Come membro della Commissione per le banche, l'edilizia abitativa e gli affari urbani, Tillis aveva più volte minacciato di utilizzare il suo voto per bloccare la nomina di Kevin Warsh alla presidenza della Fed, proposta da Trump, finché l'inchiesta su Powell non fosse stata definitivamente archiviata. Anche i democratici della commissione si oppongono a Warsh, quindi il voto contrario di Tillis potrebbe risultare decisivo.

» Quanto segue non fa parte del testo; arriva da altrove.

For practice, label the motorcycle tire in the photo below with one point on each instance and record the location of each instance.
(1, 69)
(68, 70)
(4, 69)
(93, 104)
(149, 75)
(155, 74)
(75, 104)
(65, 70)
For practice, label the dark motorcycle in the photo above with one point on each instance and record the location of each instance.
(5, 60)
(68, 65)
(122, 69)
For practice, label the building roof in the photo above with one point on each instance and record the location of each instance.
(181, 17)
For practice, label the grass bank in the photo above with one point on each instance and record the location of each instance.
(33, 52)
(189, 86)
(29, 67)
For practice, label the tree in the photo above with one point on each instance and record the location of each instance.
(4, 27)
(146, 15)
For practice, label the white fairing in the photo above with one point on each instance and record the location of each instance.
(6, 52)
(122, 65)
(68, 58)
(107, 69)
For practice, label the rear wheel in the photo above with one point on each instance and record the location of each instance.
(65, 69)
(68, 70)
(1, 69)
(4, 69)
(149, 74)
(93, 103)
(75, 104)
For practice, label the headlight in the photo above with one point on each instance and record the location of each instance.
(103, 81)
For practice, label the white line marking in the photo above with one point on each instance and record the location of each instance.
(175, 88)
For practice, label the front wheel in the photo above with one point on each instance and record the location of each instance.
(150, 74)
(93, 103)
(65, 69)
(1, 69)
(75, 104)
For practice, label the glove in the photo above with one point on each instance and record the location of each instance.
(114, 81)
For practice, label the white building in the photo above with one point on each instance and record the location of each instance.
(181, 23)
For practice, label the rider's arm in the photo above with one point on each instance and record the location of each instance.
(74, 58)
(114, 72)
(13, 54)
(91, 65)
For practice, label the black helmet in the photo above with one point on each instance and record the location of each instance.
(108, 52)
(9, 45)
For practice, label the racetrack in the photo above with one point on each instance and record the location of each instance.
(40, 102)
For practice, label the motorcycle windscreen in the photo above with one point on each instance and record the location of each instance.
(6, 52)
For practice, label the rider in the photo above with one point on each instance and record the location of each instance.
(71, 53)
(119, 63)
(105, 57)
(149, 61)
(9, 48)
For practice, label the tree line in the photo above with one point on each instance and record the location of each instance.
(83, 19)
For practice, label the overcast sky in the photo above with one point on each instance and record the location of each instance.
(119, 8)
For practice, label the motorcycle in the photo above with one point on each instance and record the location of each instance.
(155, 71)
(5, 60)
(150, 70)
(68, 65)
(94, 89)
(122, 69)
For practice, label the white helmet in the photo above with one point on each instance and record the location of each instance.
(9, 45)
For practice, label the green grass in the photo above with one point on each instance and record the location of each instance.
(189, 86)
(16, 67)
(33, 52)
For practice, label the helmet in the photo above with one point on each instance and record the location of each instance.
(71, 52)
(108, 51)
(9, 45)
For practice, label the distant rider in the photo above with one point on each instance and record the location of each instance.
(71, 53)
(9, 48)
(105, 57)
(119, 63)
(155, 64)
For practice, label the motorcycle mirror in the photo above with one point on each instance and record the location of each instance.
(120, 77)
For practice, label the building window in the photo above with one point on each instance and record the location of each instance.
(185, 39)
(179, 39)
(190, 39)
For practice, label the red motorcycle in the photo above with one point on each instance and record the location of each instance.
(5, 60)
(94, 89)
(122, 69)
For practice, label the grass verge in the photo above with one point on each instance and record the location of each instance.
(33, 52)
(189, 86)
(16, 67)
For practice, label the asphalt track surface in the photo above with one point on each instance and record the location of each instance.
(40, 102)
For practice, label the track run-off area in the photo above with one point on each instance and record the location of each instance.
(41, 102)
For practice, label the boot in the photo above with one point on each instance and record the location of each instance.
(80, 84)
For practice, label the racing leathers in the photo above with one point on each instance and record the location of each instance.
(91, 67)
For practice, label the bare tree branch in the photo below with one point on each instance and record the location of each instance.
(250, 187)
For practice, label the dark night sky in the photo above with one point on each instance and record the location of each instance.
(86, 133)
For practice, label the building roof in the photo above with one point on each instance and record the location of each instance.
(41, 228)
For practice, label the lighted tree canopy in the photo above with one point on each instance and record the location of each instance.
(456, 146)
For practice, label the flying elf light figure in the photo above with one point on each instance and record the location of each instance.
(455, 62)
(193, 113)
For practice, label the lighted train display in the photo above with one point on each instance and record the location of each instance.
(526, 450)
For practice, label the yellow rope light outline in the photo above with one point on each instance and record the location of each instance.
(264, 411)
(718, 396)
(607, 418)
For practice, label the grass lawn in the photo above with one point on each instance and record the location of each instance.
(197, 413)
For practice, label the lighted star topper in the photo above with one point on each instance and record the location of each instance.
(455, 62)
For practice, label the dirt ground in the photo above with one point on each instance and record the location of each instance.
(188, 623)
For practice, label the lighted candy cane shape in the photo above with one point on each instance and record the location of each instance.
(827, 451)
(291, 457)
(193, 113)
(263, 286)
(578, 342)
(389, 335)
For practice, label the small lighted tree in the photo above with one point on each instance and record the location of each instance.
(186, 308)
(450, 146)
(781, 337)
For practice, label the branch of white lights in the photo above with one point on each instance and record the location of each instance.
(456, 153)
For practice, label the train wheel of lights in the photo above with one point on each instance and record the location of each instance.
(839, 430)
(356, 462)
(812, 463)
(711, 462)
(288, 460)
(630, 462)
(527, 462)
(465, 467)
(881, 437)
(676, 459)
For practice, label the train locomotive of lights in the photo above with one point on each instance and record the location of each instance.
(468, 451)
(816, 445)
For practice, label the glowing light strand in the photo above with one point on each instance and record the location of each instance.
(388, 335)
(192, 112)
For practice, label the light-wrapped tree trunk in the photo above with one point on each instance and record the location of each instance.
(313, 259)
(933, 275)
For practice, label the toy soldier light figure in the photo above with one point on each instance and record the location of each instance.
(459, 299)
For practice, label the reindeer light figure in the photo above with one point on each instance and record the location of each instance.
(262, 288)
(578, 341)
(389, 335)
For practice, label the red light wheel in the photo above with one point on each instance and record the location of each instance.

Tillis ha dichiarato di non credere che l'inchiesta su Powell fosse stata voluta direttamente da Donald Trump, nonostante il presidente lo abbia più volte criticato e minacciato di licenziarlo. Secondo quanto riportato da NBC News, Tillis ha ipotizzato che l'iniziativa fosse partita «da qualcuno al Dipartimento di Giustizia» nel tentativo di «ottenere favori dalla Casa Bianca».

Leavitt, invece, non ha nascosto il coinvolgimento del presidente: «È ovvio che questa sia stata una priorità per il presidente. Quindi l'inchiesta prosegue, ma sotto un'altra autorità».